Evidence of a Serbian bloodbath in Kosovo is building. NATO aerial photographs of possible mass graves released last week and a stream of refugee accounts have bolstered claims of atrocities inside the sealed-off province. According to Andre Lommen, a researcher for Human Rights Watch in Albania, some of the worst killings may have occurred in a band of villages in southwest Kosovo, near the town of Rahovec . Zhuniqi was one of four survivors of an alleged execution of perhaps a total of 60 people–most from one ethnic Albanian clan–between the villages of Bellacerka and Xerxe by a railroad bridge at 9 a.m. on March 25. He and three other eyewitnesses who fled from Kosovo last week were interviewed, individually, by NEWSWEEK and Human Rights Watch in and around the town of Kukes, Albania. Their testimony provides the most compelling evidence yet of acts of mass murder during the “ethnic cleansing” of Kosovo. The Serbs have never addressed the issue of killings but claim the Kosovars are fleeing NATO bombings, not the Yugoslav Army.

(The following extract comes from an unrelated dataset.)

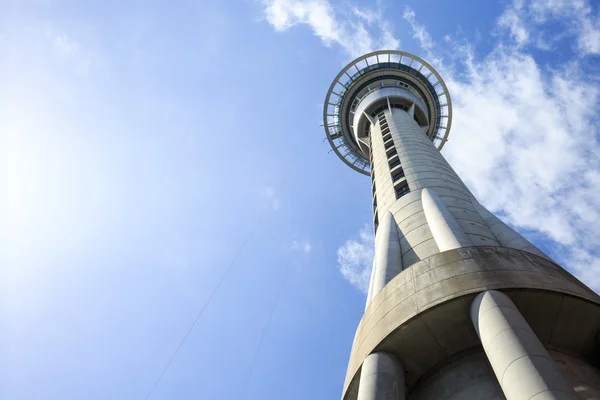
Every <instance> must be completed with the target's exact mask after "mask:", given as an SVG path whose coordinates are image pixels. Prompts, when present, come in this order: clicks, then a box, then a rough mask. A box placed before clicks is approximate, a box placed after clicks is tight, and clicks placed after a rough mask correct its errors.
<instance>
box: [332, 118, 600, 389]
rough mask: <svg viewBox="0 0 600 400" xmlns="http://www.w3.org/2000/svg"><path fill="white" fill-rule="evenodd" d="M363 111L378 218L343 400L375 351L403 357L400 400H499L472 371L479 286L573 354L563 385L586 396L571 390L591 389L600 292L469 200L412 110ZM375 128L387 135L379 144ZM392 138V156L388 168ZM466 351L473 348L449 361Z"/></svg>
mask: <svg viewBox="0 0 600 400" xmlns="http://www.w3.org/2000/svg"><path fill="white" fill-rule="evenodd" d="M388 107H389V106H388ZM370 118H371V121H372V124H371V128H370V138H369V139H370V140H369V144H370V149H371V157H372V165H371V167H372V171H373V179H374V183H375V189H376V190H375V199H376V204H377V207H376V212H377V214H376V217H377V220H378V222H379V225H378V229H377V230H376V233H375V260H374V265H373V273H372V277H371V284H370V289H369V295H368V302H367V307H366V309H365V313H364V315H363V318H362V320H361V322H360V324H359V326H358V329H357V332H356V335H355V338H354V342H353V345H352V353H351V357H350V361H349V364H348V371H347V375H346V381H345V384H344V399H345V400H354V399H356V396H357V393H358V389H359V386H360V376H361V368H362V367H361V366H362V363H363V361H364V360H366V359H369V360H370V358H369V357H371V355H373V354H386V355H389V356H390V357H393V358H394V359H396V360H398V362H399V365H402V367H403V369H404V370H405V373H406V374H405V377H404V378H405V380H404V381H405V383H406V389H407V396H406V398H407V399H413V398H414V399H419V400H421V399H423V400H424V399H427V398H431V399H433V398H435V399H446V398H447V399H453V400H459V399H465V400H466V399H469V400H470V399H478V398H481V399H483V398H489V399H495V398H498V399H503V398H504V396H505V394H506V393H505V392H502V391H501V392H500V394H499V393H498V392H497V390H496V389H497V387H496V386H494V384H493V382H495V381H494V379H495V378H494V376H493V375H491V377H492V378H493V379H492V378H490V375H489V368H488V369H487V370H486V369H482V368H481V365H482V362H483V361H482V359H481V357H482V356H481V355H482V354H483V353H482V351H483V350H482V347H481V346H482V344H481V340H480V339H479V337H478V335H477V332H476V331H475V329H474V328H473V325H472V323H471V320H470V313H469V309H470V305H471V302H472V301H473V298H474V297H475V296H476V295H477V294H478V293H479V292H483V291H486V290H489V289H498V290H501V291H503V292H505V293H506V294H507V295H508V296H509V297H510V298H511V300H512V302H514V304H515V305H516V307H518V309H519V312H520V313H521V314H522V315H523V318H524V319H525V320H526V321H527V323H528V324H529V325H530V326H531V329H532V332H534V336H536V337H537V338H539V342H540V343H541V346H543V347H546V348H548V349H549V350H550V349H553V350H560V352H561V353H560V354H569V357H572V358H570V359H568V360H567V359H566V358H565V357H563V358H564V359H565V360H567V361H565V365H568V366H569V368H572V371H575V372H573V373H572V374H571V375H568V374H565V377H566V381H568V382H569V384H573V388H574V391H575V393H576V395H578V396H579V397H580V398H582V399H583V398H586V399H592V398H593V397H589V396H588V397H582V396H584V395H583V394H580V393H584V392H585V395H587V394H588V393H591V394H590V396H592V395H594V396H595V395H596V392H597V390H598V388H599V387H600V382H597V379H598V376H597V375H595V373H594V372H593V371H594V368H593V367H591V365H592V364H593V363H598V364H600V339H599V338H600V336H599V335H600V334H599V332H600V297H598V295H596V294H595V293H594V292H592V291H591V290H590V289H588V288H587V287H586V286H585V285H583V284H582V283H581V282H579V281H578V280H577V279H576V278H574V277H573V276H572V275H570V274H569V273H568V272H566V271H565V270H564V269H562V268H561V267H560V266H559V265H557V264H555V263H554V262H553V261H552V260H550V259H549V258H548V257H547V256H546V255H545V254H544V253H543V252H541V251H540V250H539V249H537V248H536V247H535V246H534V245H533V244H531V243H530V242H529V241H527V240H526V239H525V238H523V237H522V236H521V235H519V234H518V233H517V232H515V231H514V230H513V229H512V228H510V227H509V226H508V225H506V224H505V223H503V222H502V221H500V220H499V219H498V218H496V217H495V216H494V215H493V214H492V213H490V212H489V211H488V210H486V209H485V208H484V207H483V206H482V205H481V204H479V202H478V201H477V200H476V199H475V198H474V196H473V195H472V194H471V192H470V191H469V189H468V188H467V187H466V186H465V185H464V183H463V182H462V181H461V179H460V178H459V177H458V175H457V174H456V173H455V172H454V170H453V169H452V168H451V167H450V165H449V164H448V163H447V162H446V160H445V159H444V157H443V156H442V155H441V154H440V153H439V151H438V150H437V148H436V147H435V146H434V145H433V143H432V142H431V140H430V139H429V138H428V137H427V136H426V135H425V131H426V128H423V127H420V126H419V125H418V124H417V122H416V121H415V120H414V118H413V116H412V115H411V110H410V109H409V111H408V112H407V111H404V110H402V109H400V108H392V109H391V110H390V109H389V108H388V109H386V110H385V111H383V113H382V114H380V115H378V116H375V117H370ZM384 124H385V125H387V128H389V131H390V136H391V140H392V141H391V142H387V144H388V145H387V148H386V144H385V143H384V139H383V136H382V125H383V126H384V127H383V129H384V132H386V131H385V125H384ZM387 137H388V136H387V133H386V140H387ZM390 143H393V147H394V149H395V151H396V152H397V158H398V160H399V161H400V166H394V167H392V168H391V169H390V160H389V159H388V155H387V154H388V153H390V151H391V150H392V149H391V148H390V147H389V144H390ZM400 167H401V168H402V169H403V171H404V178H401V179H400V180H398V182H396V185H398V184H401V185H402V184H407V185H408V188H409V192H408V193H406V194H403V195H402V196H401V197H400V198H396V196H397V194H396V190H395V185H394V182H393V181H392V174H394V173H395V172H396V171H398V170H399V168H400ZM369 300H370V302H369ZM474 353H480V354H479V356H473V357H471V358H468V357H467V358H468V359H467V358H465V359H463V360H462V361H456V362H454V363H453V364H452V365H449V364H448V362H449V360H453V359H457V358H456V357H460V356H461V354H474ZM478 357H479V358H478ZM573 357H574V358H573ZM375 358H376V357H373V359H375ZM486 362H487V361H486ZM535 368H537V367H535ZM535 368H534V370H535ZM378 371H379V370H378ZM486 371H487V372H486ZM380 372H381V371H380ZM530 372H531V371H530ZM538 372H539V371H538ZM381 373H383V372H381ZM457 374H458V375H457ZM532 374H534V373H533V372H532ZM573 374H575V375H573ZM370 375H371V374H370V372H369V371H366V372H365V377H366V376H370ZM567 375H568V376H567ZM453 376H454V377H457V376H458V377H460V379H459V380H458V381H454V380H453V379H454V378H452V377H453ZM369 379H372V380H373V382H375V377H371V378H369ZM398 379H399V378H398ZM490 379H491V380H490ZM382 382H383V381H382ZM443 382H447V383H443ZM448 382H453V383H452V384H450V383H448ZM461 382H462V383H461ZM388 383H389V382H388ZM575 384H578V385H579V386H578V387H580V388H583V389H581V390H580V391H579V392H578V389H577V387H576V385H575ZM448 385H449V386H448ZM567 386H568V385H567ZM369 387H370V389H369V390H367V391H363V395H362V396H363V397H361V400H376V399H378V398H382V397H381V396H384V395H386V396H387V395H388V394H389V391H388V390H387V389H385V388H386V387H387V386H386V384H382V386H381V388H382V389H381V391H377V390H371V389H373V388H374V387H375V386H373V385H371V386H369ZM569 387H570V386H569ZM436 388H437V389H436ZM569 390H570V389H569ZM367 393H368V394H367ZM485 396H487V397H485ZM540 396H541V395H540ZM536 399H537V397H536Z"/></svg>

At 3 a.m. on March 25, Zhuniqi and his family were awakened by the din of Yugoslav Army tanks rolling in. “The Serbs began burning houses with flamethrowers and gasoline,” says Nexhima Zhuniqi, the wife of Isuf Zhuniqi’s cousin Berhare. Around sunrise , “everyone in the village fled south toward the Bellaj stream, about 500 meters to the south.” About 800 people were gathered around a cement railroad bridge sometime before 8 a.m. when the police closed in.
From beneath the bridge , Sevdie Zhuniqi, 60, watched as Serb police shot dead at point-blank range two men from the village, their wives and a total of nine children. Then the police " amassed us in a field beside the water, and separated the men from the women and children," she recalls.

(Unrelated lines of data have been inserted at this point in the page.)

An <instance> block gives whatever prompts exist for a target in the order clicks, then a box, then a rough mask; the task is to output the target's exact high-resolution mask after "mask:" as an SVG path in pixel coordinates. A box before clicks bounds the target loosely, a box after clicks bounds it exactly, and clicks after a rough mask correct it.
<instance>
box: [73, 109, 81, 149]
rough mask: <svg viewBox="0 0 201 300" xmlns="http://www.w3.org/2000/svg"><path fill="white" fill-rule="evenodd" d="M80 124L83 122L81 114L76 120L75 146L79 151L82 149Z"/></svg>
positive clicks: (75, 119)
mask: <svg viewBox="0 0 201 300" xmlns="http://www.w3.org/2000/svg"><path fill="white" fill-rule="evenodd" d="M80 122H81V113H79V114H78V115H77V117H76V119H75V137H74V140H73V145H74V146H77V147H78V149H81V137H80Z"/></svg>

The Serbs ordered women and children to follow the railroad tracks to Xerxe. Among them was Sevdie Zhuniqi’s son Berhare, 29, a slight man who was able to hide himself within the women’s group. As the women hurried away, the village doctor– Bellacerka’s most respected citizen– addressed the Serb captain. “The captain had a pinched, puckered face, with some deep dimples. It was a face I can never forget,” Isuf Zhuniqi says. “Nesim Popaj, the doctor, was begging, ‘Please, we have nothing to do with this war. We are peaceful people.’ While he was talking, the captain said, ‘Move away one meter,’ and when the doctor stepped back, he shot him, with three bullets in the chest. It killed him instantly.” Walking to Xerxe, the women heard a long fusillade. “All the women cried, ‘They killed our husbands’,” says Sevdie Zhuniqi. “I kept walking. "

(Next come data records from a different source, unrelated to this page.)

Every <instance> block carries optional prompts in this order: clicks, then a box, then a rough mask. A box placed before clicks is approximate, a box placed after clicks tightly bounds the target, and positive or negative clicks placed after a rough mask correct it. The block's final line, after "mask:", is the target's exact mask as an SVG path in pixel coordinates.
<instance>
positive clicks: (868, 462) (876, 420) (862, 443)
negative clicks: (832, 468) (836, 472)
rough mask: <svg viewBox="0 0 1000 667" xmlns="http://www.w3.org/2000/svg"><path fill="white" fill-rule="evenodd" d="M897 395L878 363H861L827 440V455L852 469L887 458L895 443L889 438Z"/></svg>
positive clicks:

Isuf Zhuniqi lay in the water for 20 minutes until he was certain the Serb police had left. Then he climbed from beneath the pile of corpses and crept through dense brush to Xerxe, 500 meters along the stream. He says he saw Serb police gun down another nine men from Bellacerka . A local nurse in Xerxe treated his wound. Two nights later, before escaping to Albania, he returned with a small group to bury the dead according to Kosovar custom. “I just went to see them,” he says, “because they are all my family. It was the last time I would be able to see them.”